La señal de calcio citosólico para la liberación de péptidosEstudios electrofisiológicos y de secreción en célula beta de ratón
- LLORET ALCAÑIZ, MARIA ANGELES
- Bernat Soria Escoms Director
Universidad de defensa: Universitat d'Alacant / Universidad de Alicante
Año de defensa: 1995
- Valentín Ceña Callejo Presidente
- Juan Vicente Sánchez Andrés Secretario
- Juan Ribas-Serna Vocal
- Ramón Gomis Vocal
- Franz Martín Vocal
Tipo: Tesis
Resumen
Hemos empleado la célula beta pancreática como modelo para estudiar la liberación de neuropéptidos, y en concreto las características de la señal de calcio que desencadena la secreción. Las técnicas empleadas para ello fueron perifusión de islotes, registro intracelular en célula beta y monitorización del Ca2+ citosólico utilizando la sonda fluorescente indo-1. Introdujimos quelantes de Ca2+ (EGTA y BAPTA) en el espacio intracelular.

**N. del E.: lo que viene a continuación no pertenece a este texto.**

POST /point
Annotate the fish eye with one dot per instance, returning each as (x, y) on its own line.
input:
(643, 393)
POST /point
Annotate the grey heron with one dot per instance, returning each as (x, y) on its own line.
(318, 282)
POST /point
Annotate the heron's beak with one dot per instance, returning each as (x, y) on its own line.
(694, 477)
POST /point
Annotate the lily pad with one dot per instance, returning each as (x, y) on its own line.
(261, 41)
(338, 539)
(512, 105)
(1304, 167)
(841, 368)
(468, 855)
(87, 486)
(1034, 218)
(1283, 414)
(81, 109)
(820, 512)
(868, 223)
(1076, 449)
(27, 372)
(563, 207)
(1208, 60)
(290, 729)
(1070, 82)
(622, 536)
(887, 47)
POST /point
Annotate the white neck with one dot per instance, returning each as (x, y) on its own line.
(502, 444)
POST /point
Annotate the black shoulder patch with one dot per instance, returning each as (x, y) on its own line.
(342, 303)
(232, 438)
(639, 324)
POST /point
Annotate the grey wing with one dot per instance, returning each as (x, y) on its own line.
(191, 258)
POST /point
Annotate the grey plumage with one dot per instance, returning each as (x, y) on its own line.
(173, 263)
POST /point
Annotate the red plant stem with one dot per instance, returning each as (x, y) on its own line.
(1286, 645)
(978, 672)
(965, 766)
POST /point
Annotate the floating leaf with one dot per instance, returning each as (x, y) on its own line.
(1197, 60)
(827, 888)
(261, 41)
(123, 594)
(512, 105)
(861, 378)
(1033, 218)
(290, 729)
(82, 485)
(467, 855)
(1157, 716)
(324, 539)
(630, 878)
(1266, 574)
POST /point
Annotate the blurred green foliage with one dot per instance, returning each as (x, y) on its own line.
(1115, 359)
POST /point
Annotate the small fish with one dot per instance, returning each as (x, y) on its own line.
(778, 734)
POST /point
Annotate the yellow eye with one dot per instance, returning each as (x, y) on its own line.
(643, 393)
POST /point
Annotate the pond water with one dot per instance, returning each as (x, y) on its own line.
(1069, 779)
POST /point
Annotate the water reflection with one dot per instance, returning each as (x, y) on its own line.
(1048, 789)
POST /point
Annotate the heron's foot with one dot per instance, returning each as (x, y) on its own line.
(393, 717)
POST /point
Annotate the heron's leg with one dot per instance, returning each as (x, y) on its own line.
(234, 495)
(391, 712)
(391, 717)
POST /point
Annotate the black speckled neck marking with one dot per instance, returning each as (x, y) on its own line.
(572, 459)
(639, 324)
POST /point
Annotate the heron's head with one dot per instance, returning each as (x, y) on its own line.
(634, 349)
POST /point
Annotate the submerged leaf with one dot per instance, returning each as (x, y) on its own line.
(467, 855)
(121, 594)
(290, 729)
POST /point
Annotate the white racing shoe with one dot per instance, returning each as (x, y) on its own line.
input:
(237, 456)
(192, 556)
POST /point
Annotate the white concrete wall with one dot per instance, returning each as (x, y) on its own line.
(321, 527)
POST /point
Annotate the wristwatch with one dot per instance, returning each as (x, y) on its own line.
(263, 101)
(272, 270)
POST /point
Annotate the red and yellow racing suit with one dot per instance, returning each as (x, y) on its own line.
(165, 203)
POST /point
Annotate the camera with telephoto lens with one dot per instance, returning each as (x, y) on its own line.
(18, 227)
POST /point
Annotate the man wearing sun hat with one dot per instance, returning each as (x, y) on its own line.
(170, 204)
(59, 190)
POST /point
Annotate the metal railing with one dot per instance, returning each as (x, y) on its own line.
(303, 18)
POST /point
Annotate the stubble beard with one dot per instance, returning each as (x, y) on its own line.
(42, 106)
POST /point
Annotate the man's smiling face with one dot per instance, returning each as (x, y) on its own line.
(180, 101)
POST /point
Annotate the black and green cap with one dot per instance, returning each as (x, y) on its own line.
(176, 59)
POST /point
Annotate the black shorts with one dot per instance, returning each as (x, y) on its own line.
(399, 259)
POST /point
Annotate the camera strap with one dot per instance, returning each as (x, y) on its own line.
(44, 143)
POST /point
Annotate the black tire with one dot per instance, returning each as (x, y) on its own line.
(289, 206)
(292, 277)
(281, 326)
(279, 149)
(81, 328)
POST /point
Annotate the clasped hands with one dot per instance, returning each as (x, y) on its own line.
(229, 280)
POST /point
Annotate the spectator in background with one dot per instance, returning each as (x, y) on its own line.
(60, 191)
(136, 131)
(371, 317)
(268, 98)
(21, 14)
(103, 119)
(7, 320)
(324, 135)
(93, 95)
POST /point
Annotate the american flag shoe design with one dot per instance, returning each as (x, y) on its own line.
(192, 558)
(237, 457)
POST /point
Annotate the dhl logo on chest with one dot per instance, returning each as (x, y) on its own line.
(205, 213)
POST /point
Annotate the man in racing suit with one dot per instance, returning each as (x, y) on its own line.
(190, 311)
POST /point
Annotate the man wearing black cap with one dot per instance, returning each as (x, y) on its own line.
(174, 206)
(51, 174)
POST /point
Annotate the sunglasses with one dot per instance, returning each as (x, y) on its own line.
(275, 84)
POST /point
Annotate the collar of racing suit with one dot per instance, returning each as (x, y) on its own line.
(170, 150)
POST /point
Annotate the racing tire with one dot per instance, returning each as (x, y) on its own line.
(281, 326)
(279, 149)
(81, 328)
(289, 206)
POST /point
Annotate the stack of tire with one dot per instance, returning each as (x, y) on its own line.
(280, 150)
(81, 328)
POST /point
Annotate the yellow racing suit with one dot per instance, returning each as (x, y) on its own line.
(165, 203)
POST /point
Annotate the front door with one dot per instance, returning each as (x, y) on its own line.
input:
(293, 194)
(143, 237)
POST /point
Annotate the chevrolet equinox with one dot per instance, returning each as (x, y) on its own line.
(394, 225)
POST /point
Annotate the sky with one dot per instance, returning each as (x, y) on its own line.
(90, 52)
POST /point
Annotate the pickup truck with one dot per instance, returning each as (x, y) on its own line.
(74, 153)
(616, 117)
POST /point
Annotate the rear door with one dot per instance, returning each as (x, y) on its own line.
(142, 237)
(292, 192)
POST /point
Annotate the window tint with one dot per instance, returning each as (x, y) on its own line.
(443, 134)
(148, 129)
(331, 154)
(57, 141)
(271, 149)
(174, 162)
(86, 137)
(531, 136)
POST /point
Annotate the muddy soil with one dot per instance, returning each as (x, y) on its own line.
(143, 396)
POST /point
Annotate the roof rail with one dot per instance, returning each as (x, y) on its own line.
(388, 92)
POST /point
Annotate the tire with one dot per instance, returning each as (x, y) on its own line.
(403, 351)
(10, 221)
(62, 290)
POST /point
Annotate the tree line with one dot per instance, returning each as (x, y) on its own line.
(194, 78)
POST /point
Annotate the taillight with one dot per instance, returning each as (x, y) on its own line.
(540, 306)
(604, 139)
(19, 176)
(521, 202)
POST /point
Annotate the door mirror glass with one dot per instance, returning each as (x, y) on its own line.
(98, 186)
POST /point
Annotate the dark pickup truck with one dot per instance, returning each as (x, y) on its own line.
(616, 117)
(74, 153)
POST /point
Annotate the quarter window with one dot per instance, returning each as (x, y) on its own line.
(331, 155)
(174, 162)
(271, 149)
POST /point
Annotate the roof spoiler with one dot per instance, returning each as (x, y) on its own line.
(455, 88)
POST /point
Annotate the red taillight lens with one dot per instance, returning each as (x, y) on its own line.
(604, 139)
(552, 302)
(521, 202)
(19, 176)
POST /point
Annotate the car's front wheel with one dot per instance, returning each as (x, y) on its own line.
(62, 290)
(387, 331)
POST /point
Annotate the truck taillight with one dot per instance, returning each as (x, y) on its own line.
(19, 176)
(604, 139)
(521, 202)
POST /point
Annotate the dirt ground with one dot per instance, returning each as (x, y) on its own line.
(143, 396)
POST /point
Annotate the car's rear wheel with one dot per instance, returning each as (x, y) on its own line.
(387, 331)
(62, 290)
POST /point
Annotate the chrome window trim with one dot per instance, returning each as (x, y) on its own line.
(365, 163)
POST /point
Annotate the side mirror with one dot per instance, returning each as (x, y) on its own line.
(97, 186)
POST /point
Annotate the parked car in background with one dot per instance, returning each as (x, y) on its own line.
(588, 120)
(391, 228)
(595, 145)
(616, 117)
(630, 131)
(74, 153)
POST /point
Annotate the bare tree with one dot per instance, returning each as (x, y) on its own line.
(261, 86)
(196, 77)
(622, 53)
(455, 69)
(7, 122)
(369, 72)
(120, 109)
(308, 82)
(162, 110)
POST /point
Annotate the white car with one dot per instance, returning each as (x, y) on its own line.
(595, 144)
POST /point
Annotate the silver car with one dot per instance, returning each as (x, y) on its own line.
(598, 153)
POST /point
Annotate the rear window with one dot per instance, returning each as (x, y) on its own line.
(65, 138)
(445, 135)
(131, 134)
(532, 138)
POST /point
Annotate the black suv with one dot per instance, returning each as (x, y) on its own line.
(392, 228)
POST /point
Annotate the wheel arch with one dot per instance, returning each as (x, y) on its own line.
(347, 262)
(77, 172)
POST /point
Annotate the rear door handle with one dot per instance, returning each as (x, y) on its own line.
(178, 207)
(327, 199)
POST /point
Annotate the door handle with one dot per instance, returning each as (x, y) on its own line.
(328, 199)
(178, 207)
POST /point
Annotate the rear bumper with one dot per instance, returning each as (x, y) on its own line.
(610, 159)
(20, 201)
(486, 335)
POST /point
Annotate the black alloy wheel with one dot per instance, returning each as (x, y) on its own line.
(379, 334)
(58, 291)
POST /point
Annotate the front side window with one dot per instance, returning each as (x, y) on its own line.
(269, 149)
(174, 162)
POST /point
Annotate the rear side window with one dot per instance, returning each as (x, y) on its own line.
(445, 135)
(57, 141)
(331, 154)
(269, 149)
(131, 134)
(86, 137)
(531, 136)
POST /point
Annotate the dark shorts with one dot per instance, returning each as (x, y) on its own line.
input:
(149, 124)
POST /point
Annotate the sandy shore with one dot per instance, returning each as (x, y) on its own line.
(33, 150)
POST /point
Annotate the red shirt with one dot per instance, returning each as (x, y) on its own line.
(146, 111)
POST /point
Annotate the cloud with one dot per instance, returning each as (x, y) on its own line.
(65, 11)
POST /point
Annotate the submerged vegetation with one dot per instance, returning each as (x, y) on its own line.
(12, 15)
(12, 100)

Ni EGTA ni BAPTA alteran de forma significativa la actividad eléctrica de la célula beta. Ambos quelantes impiden de forma similar la secreción de insulina inducida por carbacol o tolbutamida; por el contrario cuando la secreción de insulina es inducida por glucosa, BAPTA reduce la primera fase de forma mucho más efectiva que EGTA. Dado que ambos quelantes presentan similar afinidad por el calcio, se concluye que EGTA (a diferencia de BAPTA) es demasiado lento para unirse al Ca2+ antes de que este se una a su molécula receptora, y por tanto la unión Ca2+-receptor debe ser muy rápida, en el rango de decenas de us. Este mecanismo, propuesto hasta ahora para las vesículas de los neurotransmisores canónicos, no se había demostrado para las vesículas de neuropéptidos ni para los gránulos de secreción de las células endocrinas. Por otro lado se describe el efecto de neomicina a bajas concentraciones. Este fármaco actúa en los primeros minutos como potenciador de la secreción de insulina, induce un incremento transitorio del calcio citosólico y alarga la duración de las fases activas de la actividad eléctrica. En ausencia de glucosa estimuladora la neomicina no produjo ningún efecto. Se concluye que el aumento transitorio del Ca2+ citosólico se debe a entrada de ca2+ desde el exterior celular y no a movilización de depósitos.